Saturday, June 9

Amnesty: Israel guilty of torture, unfairly detains Palestinians

 Amnesty International says Israel is guilty of torture and human rights violations.
The nongovernmental organization's report, "Starved of justice: Palestinians detained without trial by Israel," states that Israel must end its policy of detaining Palestinian prisoners without charge or trial.
The report said that the Israeli Prison Services punished Palestinian hunger strikers by placing them in solitary confinement, claiming that holding the action was against prison regulations, Haaretz reported.
Israel denied the charges and said torture is forbidden in Israel. Spokeman Mark Regev also said administrative detention is used only to hold those who present an immediate security threat. "If we get information from someone whose neighbor is making explosives for suicide bombers and that evidence is presented in court, then terror groups will take violent action against him and his family," Regev said, according to The Associated Press.  
He also said that international law allows for adminstrative detention, and that Israel detains suspected Jewish extremists as well.

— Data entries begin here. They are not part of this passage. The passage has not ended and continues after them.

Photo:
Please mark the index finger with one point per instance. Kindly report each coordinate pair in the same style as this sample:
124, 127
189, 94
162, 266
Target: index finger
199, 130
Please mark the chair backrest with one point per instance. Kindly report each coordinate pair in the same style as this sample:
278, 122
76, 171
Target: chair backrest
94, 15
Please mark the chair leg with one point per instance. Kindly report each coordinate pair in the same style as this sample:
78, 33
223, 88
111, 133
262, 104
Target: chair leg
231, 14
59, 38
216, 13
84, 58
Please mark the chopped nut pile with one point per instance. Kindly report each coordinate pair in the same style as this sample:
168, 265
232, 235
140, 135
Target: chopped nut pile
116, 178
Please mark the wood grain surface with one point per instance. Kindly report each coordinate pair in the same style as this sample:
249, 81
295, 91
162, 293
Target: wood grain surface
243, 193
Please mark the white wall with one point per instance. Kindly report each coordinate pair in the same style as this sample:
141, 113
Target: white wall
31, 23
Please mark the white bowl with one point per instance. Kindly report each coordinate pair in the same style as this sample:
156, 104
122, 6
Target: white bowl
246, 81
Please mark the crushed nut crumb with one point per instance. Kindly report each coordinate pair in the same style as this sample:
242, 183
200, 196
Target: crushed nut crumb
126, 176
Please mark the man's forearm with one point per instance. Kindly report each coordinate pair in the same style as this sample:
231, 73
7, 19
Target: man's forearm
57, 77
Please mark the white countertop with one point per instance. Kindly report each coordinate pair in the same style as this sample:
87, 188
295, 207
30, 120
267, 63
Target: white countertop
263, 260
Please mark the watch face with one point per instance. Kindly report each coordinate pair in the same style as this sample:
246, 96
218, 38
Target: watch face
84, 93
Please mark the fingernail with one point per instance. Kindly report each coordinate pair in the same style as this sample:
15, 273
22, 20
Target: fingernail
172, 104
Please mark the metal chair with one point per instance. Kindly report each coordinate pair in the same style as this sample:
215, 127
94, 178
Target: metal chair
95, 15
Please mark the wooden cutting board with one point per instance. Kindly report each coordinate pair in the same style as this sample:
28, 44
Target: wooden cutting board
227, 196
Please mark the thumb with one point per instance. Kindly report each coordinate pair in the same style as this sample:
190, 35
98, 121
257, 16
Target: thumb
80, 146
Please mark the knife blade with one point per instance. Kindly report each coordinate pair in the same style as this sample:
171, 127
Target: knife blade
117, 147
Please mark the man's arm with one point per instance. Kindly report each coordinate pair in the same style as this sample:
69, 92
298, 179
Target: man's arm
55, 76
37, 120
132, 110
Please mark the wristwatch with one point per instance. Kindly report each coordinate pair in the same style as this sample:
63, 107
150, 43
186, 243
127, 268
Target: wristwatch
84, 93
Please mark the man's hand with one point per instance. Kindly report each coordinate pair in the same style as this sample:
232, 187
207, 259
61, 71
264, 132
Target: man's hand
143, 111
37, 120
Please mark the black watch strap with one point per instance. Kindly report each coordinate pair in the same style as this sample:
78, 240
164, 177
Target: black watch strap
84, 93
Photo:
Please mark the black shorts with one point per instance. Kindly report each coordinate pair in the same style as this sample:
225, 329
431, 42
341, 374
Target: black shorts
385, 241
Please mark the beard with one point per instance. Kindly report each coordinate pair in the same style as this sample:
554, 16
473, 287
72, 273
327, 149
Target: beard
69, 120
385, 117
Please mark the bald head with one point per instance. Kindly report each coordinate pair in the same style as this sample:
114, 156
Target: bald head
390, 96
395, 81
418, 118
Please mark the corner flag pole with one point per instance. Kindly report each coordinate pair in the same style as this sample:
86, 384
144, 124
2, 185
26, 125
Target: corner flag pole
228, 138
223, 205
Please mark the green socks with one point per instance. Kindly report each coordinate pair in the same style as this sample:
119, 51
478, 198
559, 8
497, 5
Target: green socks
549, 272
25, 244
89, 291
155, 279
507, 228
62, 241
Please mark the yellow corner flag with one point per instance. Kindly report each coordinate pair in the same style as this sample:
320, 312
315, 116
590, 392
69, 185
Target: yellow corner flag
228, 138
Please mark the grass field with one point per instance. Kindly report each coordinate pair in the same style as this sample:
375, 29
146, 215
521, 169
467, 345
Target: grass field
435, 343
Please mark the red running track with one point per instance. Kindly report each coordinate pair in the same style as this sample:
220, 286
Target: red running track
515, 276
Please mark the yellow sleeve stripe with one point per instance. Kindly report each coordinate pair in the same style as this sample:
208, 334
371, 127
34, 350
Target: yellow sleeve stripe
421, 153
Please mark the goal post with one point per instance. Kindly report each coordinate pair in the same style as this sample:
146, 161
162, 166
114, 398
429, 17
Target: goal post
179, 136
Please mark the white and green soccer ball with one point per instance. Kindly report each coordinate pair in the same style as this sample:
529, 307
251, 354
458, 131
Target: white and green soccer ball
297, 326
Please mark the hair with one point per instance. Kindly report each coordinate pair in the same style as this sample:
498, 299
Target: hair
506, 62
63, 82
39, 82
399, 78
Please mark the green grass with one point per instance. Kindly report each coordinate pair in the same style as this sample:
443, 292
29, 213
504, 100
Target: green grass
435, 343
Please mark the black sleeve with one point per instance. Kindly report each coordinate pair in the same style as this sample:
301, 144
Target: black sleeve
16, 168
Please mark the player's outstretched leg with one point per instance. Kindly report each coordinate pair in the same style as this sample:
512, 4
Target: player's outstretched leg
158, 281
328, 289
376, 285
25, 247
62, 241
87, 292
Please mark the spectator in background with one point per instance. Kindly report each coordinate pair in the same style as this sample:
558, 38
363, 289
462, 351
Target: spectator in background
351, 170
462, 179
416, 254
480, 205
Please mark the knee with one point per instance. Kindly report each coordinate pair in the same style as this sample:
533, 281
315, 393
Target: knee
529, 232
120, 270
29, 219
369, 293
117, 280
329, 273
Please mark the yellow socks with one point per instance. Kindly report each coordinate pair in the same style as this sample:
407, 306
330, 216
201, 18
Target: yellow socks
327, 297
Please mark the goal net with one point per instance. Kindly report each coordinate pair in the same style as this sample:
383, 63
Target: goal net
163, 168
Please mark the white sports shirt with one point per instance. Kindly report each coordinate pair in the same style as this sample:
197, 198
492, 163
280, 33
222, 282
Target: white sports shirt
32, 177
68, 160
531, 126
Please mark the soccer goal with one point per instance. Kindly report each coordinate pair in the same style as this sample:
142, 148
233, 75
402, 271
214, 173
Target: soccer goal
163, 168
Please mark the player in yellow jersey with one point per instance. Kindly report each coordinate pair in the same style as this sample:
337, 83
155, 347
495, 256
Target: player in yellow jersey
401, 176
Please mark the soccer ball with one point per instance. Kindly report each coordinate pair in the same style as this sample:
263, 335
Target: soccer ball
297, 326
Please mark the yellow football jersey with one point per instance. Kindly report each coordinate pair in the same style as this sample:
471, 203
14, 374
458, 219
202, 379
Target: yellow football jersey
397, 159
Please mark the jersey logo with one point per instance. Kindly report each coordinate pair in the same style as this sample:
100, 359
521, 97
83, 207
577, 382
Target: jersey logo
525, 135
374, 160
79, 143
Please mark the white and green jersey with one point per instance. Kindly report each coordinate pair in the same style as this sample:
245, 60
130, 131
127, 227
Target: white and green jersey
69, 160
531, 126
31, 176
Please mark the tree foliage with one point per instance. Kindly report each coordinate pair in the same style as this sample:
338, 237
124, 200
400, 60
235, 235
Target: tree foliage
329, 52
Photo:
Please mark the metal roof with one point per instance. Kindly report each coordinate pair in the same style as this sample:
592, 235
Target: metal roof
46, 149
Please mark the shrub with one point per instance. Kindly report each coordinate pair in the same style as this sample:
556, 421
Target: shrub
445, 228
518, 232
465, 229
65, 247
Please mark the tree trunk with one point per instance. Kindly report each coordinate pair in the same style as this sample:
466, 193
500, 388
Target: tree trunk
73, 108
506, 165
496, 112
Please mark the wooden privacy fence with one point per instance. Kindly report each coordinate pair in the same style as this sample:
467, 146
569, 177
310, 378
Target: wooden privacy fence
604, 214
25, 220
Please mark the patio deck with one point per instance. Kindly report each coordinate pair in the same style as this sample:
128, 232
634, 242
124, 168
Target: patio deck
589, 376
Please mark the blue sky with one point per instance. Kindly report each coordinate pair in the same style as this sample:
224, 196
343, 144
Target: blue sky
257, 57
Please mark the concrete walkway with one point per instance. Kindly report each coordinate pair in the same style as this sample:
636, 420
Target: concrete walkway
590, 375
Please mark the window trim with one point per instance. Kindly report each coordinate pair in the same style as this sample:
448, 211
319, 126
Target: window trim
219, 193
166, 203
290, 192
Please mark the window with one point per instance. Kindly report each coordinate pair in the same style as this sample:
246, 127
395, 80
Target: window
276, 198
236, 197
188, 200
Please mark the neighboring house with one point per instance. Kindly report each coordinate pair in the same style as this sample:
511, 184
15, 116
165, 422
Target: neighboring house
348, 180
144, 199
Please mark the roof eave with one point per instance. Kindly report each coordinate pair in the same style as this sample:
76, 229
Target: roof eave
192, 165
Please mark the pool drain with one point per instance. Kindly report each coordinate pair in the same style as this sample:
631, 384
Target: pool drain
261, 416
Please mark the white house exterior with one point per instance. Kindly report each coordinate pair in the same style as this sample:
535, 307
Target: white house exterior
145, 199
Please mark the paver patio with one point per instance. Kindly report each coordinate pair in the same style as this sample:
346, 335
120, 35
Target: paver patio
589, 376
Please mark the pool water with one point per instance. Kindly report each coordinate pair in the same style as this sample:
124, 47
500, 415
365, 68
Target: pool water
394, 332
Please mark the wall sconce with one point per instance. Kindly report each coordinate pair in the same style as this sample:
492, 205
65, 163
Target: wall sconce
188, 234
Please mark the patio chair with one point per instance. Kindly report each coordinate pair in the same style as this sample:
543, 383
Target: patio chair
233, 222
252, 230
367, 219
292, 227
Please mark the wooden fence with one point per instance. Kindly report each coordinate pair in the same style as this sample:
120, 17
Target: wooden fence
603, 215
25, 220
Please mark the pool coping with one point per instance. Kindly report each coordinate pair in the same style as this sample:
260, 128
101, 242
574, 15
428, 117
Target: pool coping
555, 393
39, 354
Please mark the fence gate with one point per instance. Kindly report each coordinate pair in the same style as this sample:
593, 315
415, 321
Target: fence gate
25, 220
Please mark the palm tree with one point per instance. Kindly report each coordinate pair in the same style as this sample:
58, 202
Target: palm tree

NGO Monitor, meanwhile, has accused Amnesty International of hiring a researcher with an “extensive background in anti-Israel activism," the London Jewish Chronicle reported. NGO Monitor says Deborah Hyams previously had volunteered as a human shield in Palestinian villages. She also had written that Israel was a “terrorist state” guilty of “ethnic cleansing” before she began working for the charity in 2010.
"When you hire someone like Deborah Hyams there’s no leg to stand on in claiming to have no bias," NGO Monitor President Gerald Steinberg said, according to the Chronicle.
"“NGO Monitor repeatedly attacks A.I. and other organizations that report on Israel. We do not give any credence to their comments,” Amnesty International said in a statement.